Due is a recipient of the 2016 British Fantasy Award for her short story collection Ghost Summer. She received the NAACP Image Award for In the Night of the Heat and the American Book Award for The Living Blood. In 2010, Due was inducted into the Medill School of Journalism's Hall of Achievement at Northwestern University. She is a Distinguished Visiting Scholar in the Humanities at Spelman College in Atlanta and teaches in the creative writing program at Antioch University Los Angeles. She has taught at Clarion, the Hurston-Wright Writers' Week, and VONA. Due is a member of the Writers Guild of America as a screenwriter, and My Soul To Keep, the first book in Due's African Immortals series, is currently being developed for film. We are thrilled to welcome her to Readercon and celebrate her work.
Stephen Graham Jones
Stephen Graham Jones is the author of sixteen novels, six short story collections, and around 300 stories in the experimental fiction, horror, crime, fantasy, and science fiction genres. Jones was born and raised in West Texas, where he mostly farmed and ranched. He received a B.A. in English and philosophy from Texas Tech University, an M.A. in English from the University of North Texas, and a Ph.D. from Florida State University. Jones is the Ivena Baldwin Professor of English at the University of Colorado Boulder, and he sometimes teaches in the low-res MFA programs at the University of California Riverside–Palm Desert and the Institute of American Indian Arts. He resides in Boulder, Colorado, with his wife and children.
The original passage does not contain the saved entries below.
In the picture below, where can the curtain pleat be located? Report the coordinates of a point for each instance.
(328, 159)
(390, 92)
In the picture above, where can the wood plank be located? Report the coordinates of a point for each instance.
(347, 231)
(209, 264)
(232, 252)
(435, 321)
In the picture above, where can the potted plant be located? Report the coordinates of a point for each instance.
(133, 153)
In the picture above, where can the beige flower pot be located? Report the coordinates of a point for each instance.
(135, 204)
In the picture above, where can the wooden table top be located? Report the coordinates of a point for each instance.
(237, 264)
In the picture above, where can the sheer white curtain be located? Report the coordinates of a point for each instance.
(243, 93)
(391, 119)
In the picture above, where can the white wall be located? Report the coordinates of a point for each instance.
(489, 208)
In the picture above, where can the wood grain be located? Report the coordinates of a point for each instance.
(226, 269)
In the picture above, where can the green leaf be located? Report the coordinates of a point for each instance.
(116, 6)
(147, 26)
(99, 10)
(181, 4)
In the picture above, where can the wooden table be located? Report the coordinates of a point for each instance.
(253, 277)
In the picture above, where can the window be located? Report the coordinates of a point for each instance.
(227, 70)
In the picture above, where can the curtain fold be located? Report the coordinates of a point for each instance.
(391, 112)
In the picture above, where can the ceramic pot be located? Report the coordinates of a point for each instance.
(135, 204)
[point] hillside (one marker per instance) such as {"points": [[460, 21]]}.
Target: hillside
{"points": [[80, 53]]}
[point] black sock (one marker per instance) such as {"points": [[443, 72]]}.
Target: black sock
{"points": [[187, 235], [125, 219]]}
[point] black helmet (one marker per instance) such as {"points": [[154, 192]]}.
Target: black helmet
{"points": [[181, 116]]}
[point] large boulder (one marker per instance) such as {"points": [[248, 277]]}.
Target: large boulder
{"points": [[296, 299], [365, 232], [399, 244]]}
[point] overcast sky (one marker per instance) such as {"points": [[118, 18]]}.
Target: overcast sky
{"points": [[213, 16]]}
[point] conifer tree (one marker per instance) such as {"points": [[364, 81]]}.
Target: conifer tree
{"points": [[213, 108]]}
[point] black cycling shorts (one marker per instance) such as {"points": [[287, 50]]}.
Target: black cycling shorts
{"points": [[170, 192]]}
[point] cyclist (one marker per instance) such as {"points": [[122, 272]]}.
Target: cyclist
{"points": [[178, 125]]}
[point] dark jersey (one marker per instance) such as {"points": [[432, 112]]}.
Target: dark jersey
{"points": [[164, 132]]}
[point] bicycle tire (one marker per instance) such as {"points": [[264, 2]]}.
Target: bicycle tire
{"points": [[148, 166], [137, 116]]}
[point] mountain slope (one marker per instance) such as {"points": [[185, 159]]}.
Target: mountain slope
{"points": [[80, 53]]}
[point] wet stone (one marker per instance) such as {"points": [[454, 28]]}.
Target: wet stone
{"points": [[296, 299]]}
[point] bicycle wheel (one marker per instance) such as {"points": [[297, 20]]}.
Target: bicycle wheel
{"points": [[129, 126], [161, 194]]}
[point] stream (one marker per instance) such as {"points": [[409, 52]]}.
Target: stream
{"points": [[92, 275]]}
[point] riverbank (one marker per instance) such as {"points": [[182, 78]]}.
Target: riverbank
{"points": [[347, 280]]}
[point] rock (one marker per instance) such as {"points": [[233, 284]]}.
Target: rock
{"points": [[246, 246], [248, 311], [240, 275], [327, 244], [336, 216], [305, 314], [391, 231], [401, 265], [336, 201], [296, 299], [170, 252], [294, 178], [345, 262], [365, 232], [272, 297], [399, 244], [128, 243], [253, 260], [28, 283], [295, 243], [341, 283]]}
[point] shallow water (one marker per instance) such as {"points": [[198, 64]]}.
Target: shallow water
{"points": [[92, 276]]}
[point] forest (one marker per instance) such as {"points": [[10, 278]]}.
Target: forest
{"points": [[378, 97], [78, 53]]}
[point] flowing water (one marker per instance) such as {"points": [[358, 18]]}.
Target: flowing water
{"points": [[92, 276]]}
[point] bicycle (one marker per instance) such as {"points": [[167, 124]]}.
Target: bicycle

Jones has been an NEA fellow and a Texas Writers League fellow; has won the Texas Institute of Letters Award for Fiction, the Independent Publishers Multicultural Award, the Bram Stoker Award, and four This Is Horror Awards; has been a Shirley Jackson Award finalist and a Colorado Book Award finalist; and has made Bloody Disgusting's Top Ten Novels of the Year. Mapping the Interior, released in 2017 by Tor.com, was described as "brilliant" by the New York Times, while the L.A. Times described his 2016 novel Mongrels as "excellent and exuberant." We are honored to welcome him to Readercon and celebrate his work.
Edward Bryant (1945–2017) was an author of horror and science fiction. He wrote half a dozen novels and more than 70 short stories. Bryant was born in White Plains, New York, but raised on a cattle ranch in Wyoming. He attended school in Wheatland, Wyoming, and received both a B.A. and an M.A. in English from the University of Wyoming. In 1968 he attended the Clarion Workshop and started writing professionally, quickly gathering Nebula Award nominations, and, in 1979, his first win for his short story "Stone." Bryant worked in both film and television, including adapting his own writing for The Twilight Zone.
In the early 1970s, Bryant moved to Denver. There, he founded the Northern Colorado Writers Workshop and went on to teach at Clarion, the Colorado Language Arts Society, the Colorado Mountain College Summer Writers' Workshop, and countless others. He was dedicated to his community and was delighted to serve as the toastmaster at Worldcon, the World Fantasy Convention, and the World Horror Convention. Please join us in celebrating the life and work of this inspiring author and fan.